Keeping RabbitMQ connections alive in PHP

Leo
Mollie
Published in
7 min readNov 16, 2018

--

We have made use of Beanstalk’s services for all of our queueing needs for a few years due to its simple and quick nature. However, as the traffic Mollie handles is continuously increasing, we were recently forced to look into more comprehensive queueing technologies. Eventually we decided to replace Beanstalk with the more feature-complete and highly-available RabbitMQ.

Illustration by Sven Franzen

The refactor from Beanstalk to RabbitMQ started out without major problems. Though we managed to successfully migrate most of our Beanstalk queues to RabbitMQ without any issues, things became problematic when we began converting our payment export daemon.

The payment export daemon

We offer our merchants exports of their transaction information of a given period for their accounting software, which can be downloaded via the Mollie dashboard. The dashboard requests the export via our internal API, which subsequently queues the request in a RabbitMQ queue.

Our PHP-based payment export daemon sleeps in the background, waiting to consume messages on the other end of the RabbitMQ queue. Once it receives a message, the daemon immediately picks up the download request and starts generating the export files.

A single export file can contain anywhere from a couple of payments to hundreds of thousands in the case of our bigger merchants. The export process is quite simple: look up the requested transactions and generate the files in the requested format.

The daemon uses the php-amqp library to set up the connection. Heavily simplified, the PHP setup would look as follows:

$connection = new AMQPStreamConnection(HOST, PORT, USER, PASS, ...);
$channel = $connection->channel();
$channel->queue_declare($queue, false, true, false, false);$channel->basic_consume($queue, $consumerTag, false, false, false, false, 'export_payments');function export_payments(AMQPMessage $message): void
{
// Create the export.
}
while (count($channel->callbacks)) {
$channel->wait();
}

After setting up the connection and declaring the queue, the daemon waits for messages. As soon as a message is received, the library calls the function we have defined as the callback — in this case export_payments() .

Seemingly random ‘invalid frame type’ exceptions

Soon after migrating the payment export daemon from using Beanstalk to RabbitMQ, we noticed that the daemon started crashing intermittently, with the AMQP library php-amqp we used to connect to RabbitMQ issuing a vague ‘invalid frame type’ exception.

Error: Uncaught PhpAmqpLib\Exception\AMQPRuntimeException: Invalid frame type 65 in /some/path/vendor/php-amqplib/php-amqplib/PhpAmqpLib/Connection/AbstractConnection.php:528

After investigating further, we realized the exceptions only occurred after attempts to pick up the next job immediately after successfully running exports bigger than a certain size.

For exports with many transactions, the process would spend a significant amount of time waiting on a large database query, or on the PDF generation in case of PDF exports. Once the job was finished and the worker tried to pick up a new job from the RabbitMQ queue, the dreaded ‘invalid frame type’ exception was thrown.

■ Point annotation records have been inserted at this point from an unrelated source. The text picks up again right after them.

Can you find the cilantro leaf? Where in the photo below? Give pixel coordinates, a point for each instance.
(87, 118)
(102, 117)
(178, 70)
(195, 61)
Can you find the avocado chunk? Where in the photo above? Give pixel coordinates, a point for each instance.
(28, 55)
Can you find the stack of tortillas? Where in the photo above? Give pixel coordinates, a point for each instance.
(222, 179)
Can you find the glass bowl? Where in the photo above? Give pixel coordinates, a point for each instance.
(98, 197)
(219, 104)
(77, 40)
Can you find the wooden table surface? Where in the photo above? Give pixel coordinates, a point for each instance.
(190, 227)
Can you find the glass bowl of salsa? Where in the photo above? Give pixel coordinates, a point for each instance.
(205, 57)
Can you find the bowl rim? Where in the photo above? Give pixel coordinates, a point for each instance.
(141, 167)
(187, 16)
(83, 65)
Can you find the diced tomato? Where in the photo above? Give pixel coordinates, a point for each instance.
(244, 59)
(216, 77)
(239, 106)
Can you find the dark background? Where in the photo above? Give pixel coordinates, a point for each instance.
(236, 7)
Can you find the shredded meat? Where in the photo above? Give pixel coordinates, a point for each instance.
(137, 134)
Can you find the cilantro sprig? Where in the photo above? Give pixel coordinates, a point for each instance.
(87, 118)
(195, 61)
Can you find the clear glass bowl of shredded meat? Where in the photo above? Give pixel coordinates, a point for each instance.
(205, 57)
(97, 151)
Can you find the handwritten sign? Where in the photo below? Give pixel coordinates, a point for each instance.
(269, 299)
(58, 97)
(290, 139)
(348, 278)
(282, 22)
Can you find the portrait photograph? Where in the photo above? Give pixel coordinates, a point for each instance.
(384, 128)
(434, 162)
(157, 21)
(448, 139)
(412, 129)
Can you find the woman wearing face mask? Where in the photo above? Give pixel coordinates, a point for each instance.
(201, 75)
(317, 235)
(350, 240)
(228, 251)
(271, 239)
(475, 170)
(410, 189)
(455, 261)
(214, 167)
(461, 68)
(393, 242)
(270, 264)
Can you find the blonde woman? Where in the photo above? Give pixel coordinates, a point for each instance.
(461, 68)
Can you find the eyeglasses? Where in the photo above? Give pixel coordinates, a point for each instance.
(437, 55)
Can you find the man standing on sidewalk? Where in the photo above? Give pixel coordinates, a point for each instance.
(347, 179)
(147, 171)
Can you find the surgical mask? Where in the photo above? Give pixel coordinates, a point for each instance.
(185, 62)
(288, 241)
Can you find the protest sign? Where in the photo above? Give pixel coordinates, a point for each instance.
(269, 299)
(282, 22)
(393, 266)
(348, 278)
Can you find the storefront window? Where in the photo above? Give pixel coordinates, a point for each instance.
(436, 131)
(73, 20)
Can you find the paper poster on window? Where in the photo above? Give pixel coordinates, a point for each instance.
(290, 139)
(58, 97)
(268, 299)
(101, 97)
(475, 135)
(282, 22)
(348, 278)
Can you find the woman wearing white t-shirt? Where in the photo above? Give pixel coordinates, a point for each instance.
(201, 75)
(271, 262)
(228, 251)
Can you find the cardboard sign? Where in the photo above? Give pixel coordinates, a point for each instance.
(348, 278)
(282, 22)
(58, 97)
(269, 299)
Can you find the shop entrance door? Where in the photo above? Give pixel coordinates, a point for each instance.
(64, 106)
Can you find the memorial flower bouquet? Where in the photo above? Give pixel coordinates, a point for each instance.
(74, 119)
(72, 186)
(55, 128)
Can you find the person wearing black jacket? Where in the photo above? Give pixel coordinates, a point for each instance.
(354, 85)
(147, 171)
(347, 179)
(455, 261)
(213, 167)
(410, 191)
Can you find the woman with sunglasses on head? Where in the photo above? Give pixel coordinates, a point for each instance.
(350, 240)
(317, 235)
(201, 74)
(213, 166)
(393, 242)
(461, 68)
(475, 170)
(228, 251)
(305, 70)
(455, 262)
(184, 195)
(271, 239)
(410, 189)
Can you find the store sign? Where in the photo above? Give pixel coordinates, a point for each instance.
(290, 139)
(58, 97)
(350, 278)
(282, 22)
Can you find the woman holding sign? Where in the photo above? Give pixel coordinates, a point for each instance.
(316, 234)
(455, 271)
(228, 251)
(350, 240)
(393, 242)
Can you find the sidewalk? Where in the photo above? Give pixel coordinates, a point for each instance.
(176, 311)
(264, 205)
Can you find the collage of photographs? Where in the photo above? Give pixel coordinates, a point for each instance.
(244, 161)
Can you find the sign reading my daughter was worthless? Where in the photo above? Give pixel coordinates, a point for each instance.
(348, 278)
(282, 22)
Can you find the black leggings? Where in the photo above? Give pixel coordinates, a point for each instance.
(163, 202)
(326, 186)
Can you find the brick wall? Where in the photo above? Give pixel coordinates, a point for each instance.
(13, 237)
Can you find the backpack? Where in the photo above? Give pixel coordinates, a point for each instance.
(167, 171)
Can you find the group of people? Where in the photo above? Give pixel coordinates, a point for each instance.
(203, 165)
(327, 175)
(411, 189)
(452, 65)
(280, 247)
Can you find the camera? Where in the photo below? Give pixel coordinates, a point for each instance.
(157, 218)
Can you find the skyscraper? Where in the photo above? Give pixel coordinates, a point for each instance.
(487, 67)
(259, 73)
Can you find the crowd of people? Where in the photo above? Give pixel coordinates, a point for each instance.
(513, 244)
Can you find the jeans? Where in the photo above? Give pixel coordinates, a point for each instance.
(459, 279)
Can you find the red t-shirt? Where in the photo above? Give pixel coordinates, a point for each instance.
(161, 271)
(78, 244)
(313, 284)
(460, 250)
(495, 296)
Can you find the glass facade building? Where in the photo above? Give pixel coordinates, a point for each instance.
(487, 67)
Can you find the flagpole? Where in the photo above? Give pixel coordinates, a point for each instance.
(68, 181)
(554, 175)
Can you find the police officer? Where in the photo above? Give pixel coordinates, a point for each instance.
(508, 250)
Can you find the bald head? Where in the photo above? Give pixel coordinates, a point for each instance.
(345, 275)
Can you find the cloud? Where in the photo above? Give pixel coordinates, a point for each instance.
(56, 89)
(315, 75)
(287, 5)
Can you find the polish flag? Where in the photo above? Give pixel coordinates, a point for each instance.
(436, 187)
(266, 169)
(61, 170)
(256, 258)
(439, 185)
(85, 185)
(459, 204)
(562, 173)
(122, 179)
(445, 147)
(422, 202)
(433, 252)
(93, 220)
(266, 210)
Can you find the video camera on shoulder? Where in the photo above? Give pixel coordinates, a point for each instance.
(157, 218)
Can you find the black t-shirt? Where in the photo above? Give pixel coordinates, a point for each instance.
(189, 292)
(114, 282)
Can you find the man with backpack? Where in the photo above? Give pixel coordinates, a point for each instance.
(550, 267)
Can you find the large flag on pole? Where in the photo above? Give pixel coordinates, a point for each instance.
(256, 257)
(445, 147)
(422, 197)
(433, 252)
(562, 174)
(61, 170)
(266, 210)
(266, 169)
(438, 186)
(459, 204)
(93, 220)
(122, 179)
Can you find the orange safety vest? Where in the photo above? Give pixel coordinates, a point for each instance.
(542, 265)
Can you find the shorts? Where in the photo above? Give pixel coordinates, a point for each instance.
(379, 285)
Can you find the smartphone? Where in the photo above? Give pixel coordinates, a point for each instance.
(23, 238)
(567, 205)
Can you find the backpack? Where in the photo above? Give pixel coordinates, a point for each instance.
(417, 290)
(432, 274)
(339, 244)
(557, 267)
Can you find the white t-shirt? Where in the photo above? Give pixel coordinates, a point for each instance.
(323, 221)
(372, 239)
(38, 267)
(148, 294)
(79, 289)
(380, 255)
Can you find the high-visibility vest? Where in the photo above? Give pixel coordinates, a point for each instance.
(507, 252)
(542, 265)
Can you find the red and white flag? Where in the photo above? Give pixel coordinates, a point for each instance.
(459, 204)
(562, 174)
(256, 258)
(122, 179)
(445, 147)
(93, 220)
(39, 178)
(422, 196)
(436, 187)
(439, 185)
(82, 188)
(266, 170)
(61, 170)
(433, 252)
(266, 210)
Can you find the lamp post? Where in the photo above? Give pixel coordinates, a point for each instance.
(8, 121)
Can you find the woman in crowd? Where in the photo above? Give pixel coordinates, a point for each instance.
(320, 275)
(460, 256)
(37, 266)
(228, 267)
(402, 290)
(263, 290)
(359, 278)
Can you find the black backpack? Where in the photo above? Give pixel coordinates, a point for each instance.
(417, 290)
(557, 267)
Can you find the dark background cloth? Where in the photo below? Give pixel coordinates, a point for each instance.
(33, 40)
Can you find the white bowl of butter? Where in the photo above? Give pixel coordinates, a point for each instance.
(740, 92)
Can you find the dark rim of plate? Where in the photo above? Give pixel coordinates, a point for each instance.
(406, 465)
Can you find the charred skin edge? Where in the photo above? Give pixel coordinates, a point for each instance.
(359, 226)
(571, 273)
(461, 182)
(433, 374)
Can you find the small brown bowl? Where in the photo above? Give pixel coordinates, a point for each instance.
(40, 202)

After reading into similar issues faced by other developers and diving into the internals of the AMQP library, the cause was clear; we had configured the queue to use heartbeats in accordance with RabbitMQ best practices, but simply were not sending enough heartbeats.

RabbitMQ uses so-called ‘heartbeats’ as a keep-alive mechanism with which, in simple terms, the client is expected to send heartbeats to the server informing it that it is still alive and running. The server will drop the connection if the client does not show a sign of life for two consecutive heartbeats, as it will then assume the client is dead. The heartbeat interval can be configured per connection.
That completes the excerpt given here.